The practicality of this approach isn't clear compared to other cycle detection algorithms, and no benchmarks are provided. I haven't found any follow-up work either.

Comment viewing options

Select your preferred way to display the comments and click "Save settings" to activate your changes.

Advantages unclear, separate union-find pass unnecessary?

The one clear advantage is that a region can be freed immediately when it's RC=0, but because region splitting is delayed, it seems to basically amount to tracing GC with incrementality benefits in only some cases. Am I missing something? If not, it's not clear that this is really a win, as the extra space overhead increases cache pressure which will swallow some of the performance advantages.

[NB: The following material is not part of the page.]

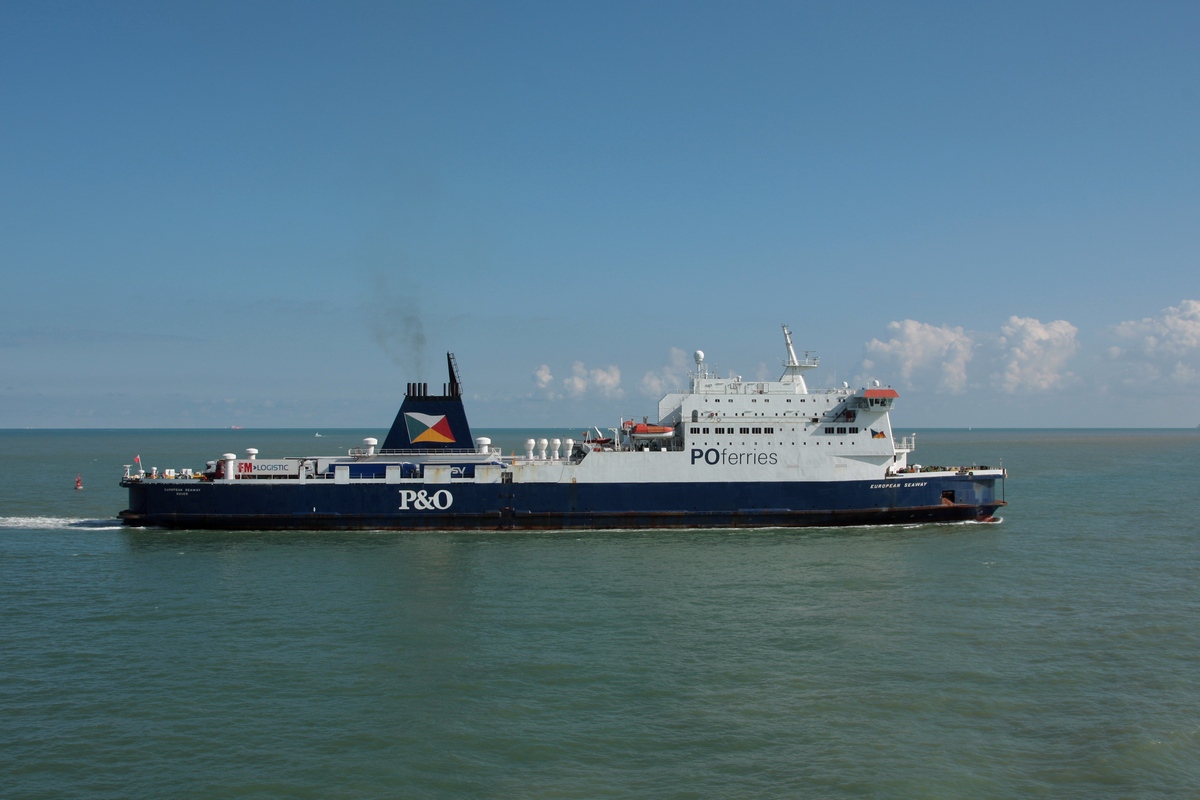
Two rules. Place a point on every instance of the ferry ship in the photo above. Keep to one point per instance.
(725, 453)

The region split algorithm also seems unnecessarily inefficient. The union-find can be inlined into the region+NEXT pointer update traversal, thus avoiding a second pass:

1. take a member of the region to split and assign it a fresh region (skip if already has a fresh region)
2. trace the objects reachable from that member and, a) add them to the fresh region if they still reference the region being split, or b) merge them with whatever fresh region they have,
3. goto 1 until all members of region to split are processed
4. update RC counts based on registers
5. delete any regions with RC=0

This is still union-find, but doing a single pass and using the region/RC machinery already in place. This should incur fewer reads and writes than running union-find using Tarjan's algorithm in the first pass, and then resetting all the region and NEXT pointers again on a second pass.

Edit: there's a lot of overhead and incremental maintenance that goes on in this algorithm that makes it unattractive. For instance, it requires two words in the header to link objects to a region and link objects into a set rooted at that region. This doesn't even include any header data needed for object layout or tags, so a real language now needs 3 words for the header, which is an absurd space overhead compared to 1 word, worst-case, for mark-sweep.

And that's not even including the region table overhead, which requires at least 3 words for each entry, each of which are allocated in 1:1 correspondence with objects at first (though entries will quickly be released on merge and reused). So really, we're talking about a space overhead of up to 6 words per object.